Accelerating Targeted Hard-Label Adversarial Attacks in Low-Query Black-Box Settings
Arjhun Swaminathan, Mete Akgün
TL;DR
The paper tackles the challenge of crafting targeted adversarial examples in hard-label black-box settings with very limited queries. It introduces Targeted Edge-Informed Attack (TEA), a two-stage method that first uses a Sobel-derived soft edge mask to perform a global, edge-preserving perturbation toward a source image, then refines locally with patch-based updates, delaying reliance on local decision-boundary geometry until necessary. TEA demonstrates substantial query efficiency and robustness across ImageNet models, achieving roughly 70% fewer queries than prior state-of-the-art methods to reach meaningful distance reductions, and further benefits from switching to CGBA-H in higher-query regimes.
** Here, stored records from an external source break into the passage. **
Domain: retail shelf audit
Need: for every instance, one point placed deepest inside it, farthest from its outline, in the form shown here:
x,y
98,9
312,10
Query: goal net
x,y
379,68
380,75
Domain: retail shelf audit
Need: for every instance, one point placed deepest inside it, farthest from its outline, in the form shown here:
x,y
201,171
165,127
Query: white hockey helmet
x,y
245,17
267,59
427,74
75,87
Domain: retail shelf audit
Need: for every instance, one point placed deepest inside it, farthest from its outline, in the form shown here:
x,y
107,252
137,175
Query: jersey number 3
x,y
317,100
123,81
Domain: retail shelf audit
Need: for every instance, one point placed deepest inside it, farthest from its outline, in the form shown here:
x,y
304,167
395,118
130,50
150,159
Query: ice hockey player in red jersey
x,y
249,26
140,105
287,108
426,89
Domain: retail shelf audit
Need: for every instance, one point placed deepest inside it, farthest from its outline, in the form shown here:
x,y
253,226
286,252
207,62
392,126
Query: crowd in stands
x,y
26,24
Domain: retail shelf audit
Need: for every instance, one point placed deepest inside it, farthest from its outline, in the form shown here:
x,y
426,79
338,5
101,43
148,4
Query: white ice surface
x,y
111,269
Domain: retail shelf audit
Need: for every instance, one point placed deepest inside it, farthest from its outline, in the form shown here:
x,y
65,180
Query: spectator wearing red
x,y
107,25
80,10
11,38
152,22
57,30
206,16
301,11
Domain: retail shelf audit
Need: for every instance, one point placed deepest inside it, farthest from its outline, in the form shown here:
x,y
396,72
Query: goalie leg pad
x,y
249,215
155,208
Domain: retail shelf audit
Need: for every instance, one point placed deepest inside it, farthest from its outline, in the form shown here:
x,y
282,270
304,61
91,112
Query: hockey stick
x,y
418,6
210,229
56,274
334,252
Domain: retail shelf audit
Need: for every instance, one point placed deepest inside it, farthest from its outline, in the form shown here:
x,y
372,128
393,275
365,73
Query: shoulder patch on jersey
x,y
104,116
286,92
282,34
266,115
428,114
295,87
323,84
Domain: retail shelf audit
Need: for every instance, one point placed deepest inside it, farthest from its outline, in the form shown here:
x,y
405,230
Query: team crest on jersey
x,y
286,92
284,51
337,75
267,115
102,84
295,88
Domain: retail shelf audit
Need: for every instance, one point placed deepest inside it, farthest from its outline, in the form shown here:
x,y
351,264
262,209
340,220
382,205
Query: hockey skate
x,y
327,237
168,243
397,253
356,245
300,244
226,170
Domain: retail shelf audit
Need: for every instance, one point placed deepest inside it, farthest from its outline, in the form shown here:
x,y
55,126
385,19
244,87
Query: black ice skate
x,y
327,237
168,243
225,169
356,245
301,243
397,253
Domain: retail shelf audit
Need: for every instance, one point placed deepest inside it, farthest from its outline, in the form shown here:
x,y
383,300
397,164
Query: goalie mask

The approach underscores the value of leveraging intrinsic target-image structure (edges) for efficient hard-label attacks and offers practical implications for both attackers and defenders in real-world, low-query scenarios.
Abstract
Deep neural networks for image classification remain vulnerable to adversarial examples -- small, imperceptible perturbations that induce misclassifications. In black-box settings, where only the final prediction is accessible, crafting targeted attacks that aim to misclassify into a specific target class is particularly challenging due to narrow decision regions. Current state-of-the-art methods often exploit the geometric properties of the decision boundary separating a source image and a target image rather than incorporating information from the images themselves. In contrast, we propose Targeted Edge-informed Attack (TEA), a novel attack that utilizes edge information from the target image to carefully perturb it, thereby producing an adversarial image that is closer to the source image while still achieving the desired target classification. Our approach consistently outperforms current state-of-the-art methods across different models in low query settings (nearly 70% fewer queries are used), a scenario especially relevant in real-world applications with limited queries and black-box access. Furthermore, by efficiently generating a suitable adversarial example, TEA provides an improved target initialization for established geometry-based attacks.